What prevents the energy-information of the Psychosphere from overwhelming our own individual minds? Must be our brains. Our brains act like filters. Nietzsche asserted that truth is a mobile army of metaphors. For something as complex as this threshold between our minds and the psychosphere, multiple metaphors are necessary. Like the blind men inspecting the elephant, each metaphor provides a different part of the truth. Here are some of them:

Things: Reducing valve, threshold, window with a curtain, the brain as antenna, TV, radio, smartphone or laptop.
Processes: transmission, permission, resonating, tuning, straining, sifting, canalizing, repressing, limiting and perhaps individualizing information from the Psychosphere..
Threshold variability: thinning or thickening, more or less permeable.
The mind-brain membrane

The cell membrane controls the movement of substances in and out of cells. Membranes vary in their thickness. They may have homogeneous or heterogeneous structure. Membranes can be neutral or charged, and particle transport can be active or passive. The latter can be facilitated by pressure, concentration, chemical or electrical gradients of the membrane process. These patterns of membrane activity may have analogues in the mind-brain membrane.

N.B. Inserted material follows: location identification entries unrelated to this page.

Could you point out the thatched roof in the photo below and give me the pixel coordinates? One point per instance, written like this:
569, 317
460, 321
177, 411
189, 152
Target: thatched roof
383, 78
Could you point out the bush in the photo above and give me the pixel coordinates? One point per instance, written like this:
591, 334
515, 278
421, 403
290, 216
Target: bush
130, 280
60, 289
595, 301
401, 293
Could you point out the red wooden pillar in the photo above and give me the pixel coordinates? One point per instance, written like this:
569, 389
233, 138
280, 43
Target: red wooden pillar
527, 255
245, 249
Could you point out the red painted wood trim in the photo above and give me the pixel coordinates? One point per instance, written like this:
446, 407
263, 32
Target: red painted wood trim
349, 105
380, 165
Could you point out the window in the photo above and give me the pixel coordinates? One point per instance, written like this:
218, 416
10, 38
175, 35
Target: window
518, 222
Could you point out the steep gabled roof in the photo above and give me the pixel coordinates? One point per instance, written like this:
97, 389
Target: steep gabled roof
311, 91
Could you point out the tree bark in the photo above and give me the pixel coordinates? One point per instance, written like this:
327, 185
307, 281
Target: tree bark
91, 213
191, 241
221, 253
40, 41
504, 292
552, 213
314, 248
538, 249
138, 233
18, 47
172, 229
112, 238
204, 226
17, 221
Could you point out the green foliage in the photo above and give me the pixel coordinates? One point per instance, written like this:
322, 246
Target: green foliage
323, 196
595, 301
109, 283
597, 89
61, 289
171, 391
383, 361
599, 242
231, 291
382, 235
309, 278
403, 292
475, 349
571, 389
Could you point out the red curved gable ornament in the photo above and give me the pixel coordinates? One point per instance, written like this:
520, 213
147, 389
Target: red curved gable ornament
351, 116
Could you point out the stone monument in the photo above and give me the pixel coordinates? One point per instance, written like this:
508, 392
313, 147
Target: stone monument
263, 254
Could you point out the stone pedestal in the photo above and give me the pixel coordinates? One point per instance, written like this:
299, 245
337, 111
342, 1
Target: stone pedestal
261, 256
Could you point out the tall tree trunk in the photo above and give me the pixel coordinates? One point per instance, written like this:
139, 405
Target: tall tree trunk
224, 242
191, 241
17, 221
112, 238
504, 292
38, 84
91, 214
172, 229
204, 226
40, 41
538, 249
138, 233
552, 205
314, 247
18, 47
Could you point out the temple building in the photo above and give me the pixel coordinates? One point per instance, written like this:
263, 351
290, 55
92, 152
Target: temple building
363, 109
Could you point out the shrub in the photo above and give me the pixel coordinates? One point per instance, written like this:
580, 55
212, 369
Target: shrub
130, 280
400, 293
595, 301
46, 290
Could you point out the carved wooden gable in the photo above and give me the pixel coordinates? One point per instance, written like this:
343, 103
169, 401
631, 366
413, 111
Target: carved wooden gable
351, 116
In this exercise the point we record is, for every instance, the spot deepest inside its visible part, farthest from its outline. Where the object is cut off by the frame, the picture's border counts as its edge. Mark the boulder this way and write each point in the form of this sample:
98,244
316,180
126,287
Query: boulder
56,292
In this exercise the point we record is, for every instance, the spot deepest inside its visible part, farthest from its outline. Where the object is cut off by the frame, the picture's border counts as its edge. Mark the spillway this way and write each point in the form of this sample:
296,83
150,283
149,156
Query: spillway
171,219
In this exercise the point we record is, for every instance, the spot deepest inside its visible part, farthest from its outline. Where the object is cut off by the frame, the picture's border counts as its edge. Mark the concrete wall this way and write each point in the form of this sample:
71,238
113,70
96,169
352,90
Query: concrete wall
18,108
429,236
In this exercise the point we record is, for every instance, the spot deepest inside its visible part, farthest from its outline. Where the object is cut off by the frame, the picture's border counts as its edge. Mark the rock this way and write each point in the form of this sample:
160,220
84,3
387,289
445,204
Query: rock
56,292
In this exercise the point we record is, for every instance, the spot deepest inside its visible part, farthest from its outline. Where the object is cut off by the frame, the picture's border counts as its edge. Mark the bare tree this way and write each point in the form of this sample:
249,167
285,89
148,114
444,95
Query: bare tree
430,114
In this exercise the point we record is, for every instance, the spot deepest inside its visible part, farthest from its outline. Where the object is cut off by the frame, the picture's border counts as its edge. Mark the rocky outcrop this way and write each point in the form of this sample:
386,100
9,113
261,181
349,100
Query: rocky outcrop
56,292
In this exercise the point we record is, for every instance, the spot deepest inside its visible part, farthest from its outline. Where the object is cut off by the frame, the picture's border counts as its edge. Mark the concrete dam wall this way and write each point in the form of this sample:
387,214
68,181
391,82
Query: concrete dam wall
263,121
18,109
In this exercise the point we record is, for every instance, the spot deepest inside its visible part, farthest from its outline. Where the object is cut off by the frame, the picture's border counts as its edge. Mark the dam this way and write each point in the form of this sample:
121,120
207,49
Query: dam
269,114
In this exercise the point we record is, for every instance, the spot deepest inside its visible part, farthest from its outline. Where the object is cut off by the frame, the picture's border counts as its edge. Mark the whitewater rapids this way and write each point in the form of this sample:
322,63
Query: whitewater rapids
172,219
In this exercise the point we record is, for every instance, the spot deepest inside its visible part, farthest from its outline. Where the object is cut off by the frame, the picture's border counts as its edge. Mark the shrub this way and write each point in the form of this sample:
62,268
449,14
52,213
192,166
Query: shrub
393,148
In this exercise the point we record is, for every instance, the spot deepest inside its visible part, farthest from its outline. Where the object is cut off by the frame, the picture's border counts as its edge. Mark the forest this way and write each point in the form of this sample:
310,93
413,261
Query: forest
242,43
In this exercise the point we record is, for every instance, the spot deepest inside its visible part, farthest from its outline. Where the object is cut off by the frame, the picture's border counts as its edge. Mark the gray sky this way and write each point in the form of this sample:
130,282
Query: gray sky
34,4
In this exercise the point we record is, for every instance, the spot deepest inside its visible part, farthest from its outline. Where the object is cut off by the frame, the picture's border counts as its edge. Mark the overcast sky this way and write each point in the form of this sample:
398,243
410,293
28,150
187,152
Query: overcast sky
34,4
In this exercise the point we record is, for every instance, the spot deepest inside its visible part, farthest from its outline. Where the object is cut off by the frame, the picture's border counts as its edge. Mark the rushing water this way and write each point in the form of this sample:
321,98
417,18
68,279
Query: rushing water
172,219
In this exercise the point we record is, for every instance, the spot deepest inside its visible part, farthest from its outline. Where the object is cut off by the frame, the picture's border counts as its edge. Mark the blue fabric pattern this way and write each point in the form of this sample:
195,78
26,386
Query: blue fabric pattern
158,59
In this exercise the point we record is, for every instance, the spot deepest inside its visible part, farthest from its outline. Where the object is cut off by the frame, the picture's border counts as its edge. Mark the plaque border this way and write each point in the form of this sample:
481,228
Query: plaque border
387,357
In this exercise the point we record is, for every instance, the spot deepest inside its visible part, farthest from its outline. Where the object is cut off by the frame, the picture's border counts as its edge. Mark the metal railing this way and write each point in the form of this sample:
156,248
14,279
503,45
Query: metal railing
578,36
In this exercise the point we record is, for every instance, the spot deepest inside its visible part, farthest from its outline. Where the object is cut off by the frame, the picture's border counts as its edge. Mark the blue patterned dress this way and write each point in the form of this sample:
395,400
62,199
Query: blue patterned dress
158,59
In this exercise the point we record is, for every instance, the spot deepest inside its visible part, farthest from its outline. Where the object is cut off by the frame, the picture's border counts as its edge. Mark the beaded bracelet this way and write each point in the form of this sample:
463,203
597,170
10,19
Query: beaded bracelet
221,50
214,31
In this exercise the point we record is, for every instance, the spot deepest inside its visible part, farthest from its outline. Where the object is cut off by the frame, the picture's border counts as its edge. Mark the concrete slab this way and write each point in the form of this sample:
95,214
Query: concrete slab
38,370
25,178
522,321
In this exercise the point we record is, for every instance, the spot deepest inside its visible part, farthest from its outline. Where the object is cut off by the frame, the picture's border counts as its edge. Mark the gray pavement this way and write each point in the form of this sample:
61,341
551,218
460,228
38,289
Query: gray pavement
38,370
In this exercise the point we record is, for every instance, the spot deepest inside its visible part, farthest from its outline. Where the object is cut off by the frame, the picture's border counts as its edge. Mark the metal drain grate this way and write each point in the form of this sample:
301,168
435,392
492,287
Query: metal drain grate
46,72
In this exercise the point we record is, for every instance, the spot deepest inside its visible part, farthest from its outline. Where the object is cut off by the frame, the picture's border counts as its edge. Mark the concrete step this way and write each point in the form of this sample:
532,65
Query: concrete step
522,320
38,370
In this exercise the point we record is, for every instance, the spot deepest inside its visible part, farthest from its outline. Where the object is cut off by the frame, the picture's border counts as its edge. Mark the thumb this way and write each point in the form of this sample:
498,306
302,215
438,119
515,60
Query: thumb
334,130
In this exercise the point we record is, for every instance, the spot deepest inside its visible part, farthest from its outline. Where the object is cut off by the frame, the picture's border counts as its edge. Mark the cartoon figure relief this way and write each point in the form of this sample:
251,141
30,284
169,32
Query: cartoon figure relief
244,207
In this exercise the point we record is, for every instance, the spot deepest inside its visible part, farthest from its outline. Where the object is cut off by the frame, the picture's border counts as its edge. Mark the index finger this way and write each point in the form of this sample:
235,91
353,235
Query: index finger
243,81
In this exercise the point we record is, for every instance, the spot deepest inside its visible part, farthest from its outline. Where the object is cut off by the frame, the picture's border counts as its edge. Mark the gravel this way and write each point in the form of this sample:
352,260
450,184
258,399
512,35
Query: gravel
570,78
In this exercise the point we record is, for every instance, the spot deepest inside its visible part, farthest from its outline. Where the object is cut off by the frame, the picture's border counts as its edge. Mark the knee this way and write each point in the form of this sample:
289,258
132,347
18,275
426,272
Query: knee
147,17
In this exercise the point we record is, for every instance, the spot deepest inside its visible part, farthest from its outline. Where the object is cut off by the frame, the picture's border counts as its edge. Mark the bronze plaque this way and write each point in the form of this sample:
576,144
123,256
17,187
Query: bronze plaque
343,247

Whatever metaphor becomes the future reality, our ability to experience simulpathity and human GPS are somehow tied to functional states of the brain. Researchers are currently investigating these relationships. A compelling piece to the puzzle involves the brain’s default mode network (DMN) and psychedelics. Alterations in the connectivity of the DMN are associated with consciousness changes associated with mystical experiences. Could the DMN be functionally related to the mind-brain membrane?